Datas de Estreia: Nota:
Brasil Exterior Crítico Usuários
18/06/2010 01/01/1970 4 / 5 3 / 5
Distribuidora
Duração do filme
155 minuto(s)

O Profeta
Un Prophète

Dirigido por Jacques Audiard. Com: Tahar Rahim, Niels Arestrup, Adel Bencherif, Hichem Yacoubi, Jean-Philippe Ricci, Leïla Bekhti, Pierre Leccia.

Vencedor do grande prêmio do júri em Cannes e de quase todas as categorias do César (o Oscar francês) nas quais concorreu, O Profeta é uma obra que emprega a estrutura de um interessante estudo de personagem para fazer uma análise importante e desesperadora sobre o papel que o sistema penitenciário pode exercer (e freqüentemente o faz) ao transformar indivíduos que cometeram delitos menores em criminosos perigosos e infinitamente mais ameaçadores à sociedade do que quando foram condenados.

Escrito pelo diretor Jacques Audiard ao lado de Thomas Bidegain, Abdel Raouf Dafri e Nicolas Peufaillit, o filme acompanha a trajetória do jovem Malik El Djebena (Rahim), que, depois de passar por várias instituições correcionais durante a adolescência, é finalmente enviado à prisão depois de supostamente espancar um policial (“supostamente” porque jamais vemos o incidente e o rapaz alega inocência, embora isto não seja de fato importante para a história).

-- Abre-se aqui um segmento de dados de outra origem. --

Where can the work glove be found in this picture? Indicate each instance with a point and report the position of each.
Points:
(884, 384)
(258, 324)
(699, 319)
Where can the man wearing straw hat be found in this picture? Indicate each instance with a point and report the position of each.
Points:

Descendente de árabes, ele não faz questão alguma de permanecer próximo aos seus companheiros de etnia, tentando se estabelecer como um indivíduo independente enquanto cumpre os seis anos de sua pena – e é justamente este isolamento que o deixa vulnerável ao grupo de bandidos ligados à máfia italiana e que, liderados pelo implacável veterano César Luciani (Arestrup), o obrigam a matar um outro prisioneiro, alterando de forma definitiva sua passagem pelo presídio.

Voltado ao claro propósito de denunciar as péssimas condições das penitenciárias francesas, O Profeta inicialmente pode surgir quase como um conto de fadas para os espectadores brasileiros, já que, comparada às nossas prisões, a instituição vista no longa soa como um exemplo de organização, limpeza e disciplina, buscando reeducar os prisioneiros e prepará-los para o retorno à sociedade. Aos poucos, porém, percebemos que cadeia é cadeia em qualquer lugar: limpa ou suja, confortável (na medida do possível) ou superpopulosa, nada muda o fato de que o material humano ali contido abriga alguns dos piores espécimes – bandidos ou carcereiros, não importa - que já produzimos, levando a uma convivência freqüentemente degradante e perigosa na qual o abuso de poder por parte das autoridades ou dos criminosos mais influentes é uma constante. Assim, não demora muito até que Malik, inicialmente um jovem confuso mas potencialmente recuperável, comece a aprender com os piores, agindo inicialmente por auto-preservação, mas eventualmente descobrindo seu próprio potencial criminoso.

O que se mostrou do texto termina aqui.